A student will be considered non-assessable (NA) if he or she has failed neither the first midterm nor the second midterm.

f) Irregularities on the part of the student, copying and plagiarism.

Without prejudice to other disciplinary measures deemed appropriate, irregularities committed by the student that may lead to a variation in the grade of an assessment act will be graded with a zero. Therefore, copying, plagiarism, cheating, copying, etc., partially or completely in any of the evaluation activities will involve suspending it with a zero. The implications that this assessment has in the possibility of passing the subject will be assessed by the teaching staff having spoken with the people involved.

h) Evaluation of repeating students

The repeating student will be required to follow the general continuous assessment procedure specified in the previous points. Students for whom it is their last call must notify the theory teacher at the beginning of the course.

 

Assessment Activities

Title Weighting Hours ECTS Learning Outcomes
Partial examination of the content of first semester 40 3 0.12 1, 2, 6, 7, 5, 8, 4, 3, 9, 13, 11, 12, 10, 14
Partial examination of the content of second semester 30 3 0.12 1, 2, 6, 7, 5, 8, 4, 3, 9, 13, 11, 12, 10, 14
Seminars 10 3 0.12 1, 2, 6, 7, 5, 8, 4, 3, 9, 11, 12, 10
Solving problems 20 3 0.12 1, 2, 6, 7, 5, 8, 4, 3, 9, 13, 11, 12, 10, 14

Bibliography

The program of the subject is covered in many books. To sample example:

  •  LARSON, HOSTETLER, EDWARDS ; Cálculo. Vol. 1,2. Piràmide.2002.

  • THOMAS, FINNEY; Cálculo con Geometría Analítica. Vol. 1, 2. Addison Wesley Iberoamericana. 1987.
  • SALAS, HILLE; Calculus, Vol. 1,2. Reverté. 1995.

  • DEMIDOVICH; Problemas y ejercicios de Anàlisis Matemático. Paraninfo. 1993.

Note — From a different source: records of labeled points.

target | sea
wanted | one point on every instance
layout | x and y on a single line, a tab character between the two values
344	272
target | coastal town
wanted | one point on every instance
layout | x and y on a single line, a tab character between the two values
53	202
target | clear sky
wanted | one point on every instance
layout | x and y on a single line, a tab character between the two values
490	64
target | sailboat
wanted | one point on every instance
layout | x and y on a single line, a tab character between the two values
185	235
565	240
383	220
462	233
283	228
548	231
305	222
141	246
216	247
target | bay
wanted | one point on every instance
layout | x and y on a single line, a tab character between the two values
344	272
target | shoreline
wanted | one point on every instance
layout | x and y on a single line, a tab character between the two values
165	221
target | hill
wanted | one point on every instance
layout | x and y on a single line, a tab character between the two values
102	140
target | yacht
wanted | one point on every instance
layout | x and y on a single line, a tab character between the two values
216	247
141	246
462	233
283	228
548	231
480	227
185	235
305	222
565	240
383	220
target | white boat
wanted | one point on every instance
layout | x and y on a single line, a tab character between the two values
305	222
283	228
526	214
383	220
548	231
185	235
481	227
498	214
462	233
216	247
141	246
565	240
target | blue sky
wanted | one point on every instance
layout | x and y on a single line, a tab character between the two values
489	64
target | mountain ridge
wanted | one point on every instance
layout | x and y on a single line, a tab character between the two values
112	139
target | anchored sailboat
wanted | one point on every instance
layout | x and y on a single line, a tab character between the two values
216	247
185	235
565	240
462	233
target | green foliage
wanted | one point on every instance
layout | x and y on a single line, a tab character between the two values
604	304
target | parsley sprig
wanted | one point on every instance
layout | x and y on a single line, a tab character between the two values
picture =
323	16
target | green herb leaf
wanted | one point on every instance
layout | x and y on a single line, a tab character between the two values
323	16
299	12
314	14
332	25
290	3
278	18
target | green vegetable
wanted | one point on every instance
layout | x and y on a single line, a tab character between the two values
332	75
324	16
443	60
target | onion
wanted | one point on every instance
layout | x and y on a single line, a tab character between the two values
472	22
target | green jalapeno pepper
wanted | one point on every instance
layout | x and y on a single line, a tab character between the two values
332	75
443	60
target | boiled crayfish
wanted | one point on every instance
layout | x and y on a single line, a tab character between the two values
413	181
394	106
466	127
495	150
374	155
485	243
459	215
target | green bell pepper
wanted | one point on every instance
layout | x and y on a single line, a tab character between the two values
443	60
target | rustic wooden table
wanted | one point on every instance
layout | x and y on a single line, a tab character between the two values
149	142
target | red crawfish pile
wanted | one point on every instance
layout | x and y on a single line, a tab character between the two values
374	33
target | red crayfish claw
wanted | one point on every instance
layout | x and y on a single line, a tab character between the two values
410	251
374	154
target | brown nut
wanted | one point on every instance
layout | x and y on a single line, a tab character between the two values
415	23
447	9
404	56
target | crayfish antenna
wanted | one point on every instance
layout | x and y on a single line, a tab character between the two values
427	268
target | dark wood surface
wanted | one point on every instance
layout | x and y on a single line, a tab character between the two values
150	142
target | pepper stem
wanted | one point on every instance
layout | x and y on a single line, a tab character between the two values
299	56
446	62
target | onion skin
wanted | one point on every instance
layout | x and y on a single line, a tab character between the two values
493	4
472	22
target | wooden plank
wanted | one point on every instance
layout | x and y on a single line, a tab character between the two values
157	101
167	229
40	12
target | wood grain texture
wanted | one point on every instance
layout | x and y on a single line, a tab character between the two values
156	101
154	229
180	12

All these books and many others similars can be found at the Biblioteca de  Sabadell. It is recommended that you visit this library and make regular use of its funds.

 

We will also put some notes of the course available to students in Campus Virtual system.

Software

There are no computer internship classes planned in the course, so no study of computer programs will be done. Despite this, it will be recommended to use mathematical manipulation programs such as Maxima or Wolfram Alpha, which can be very useful. Both of these programs are free to use, although the latter has a paid version that is not expensive.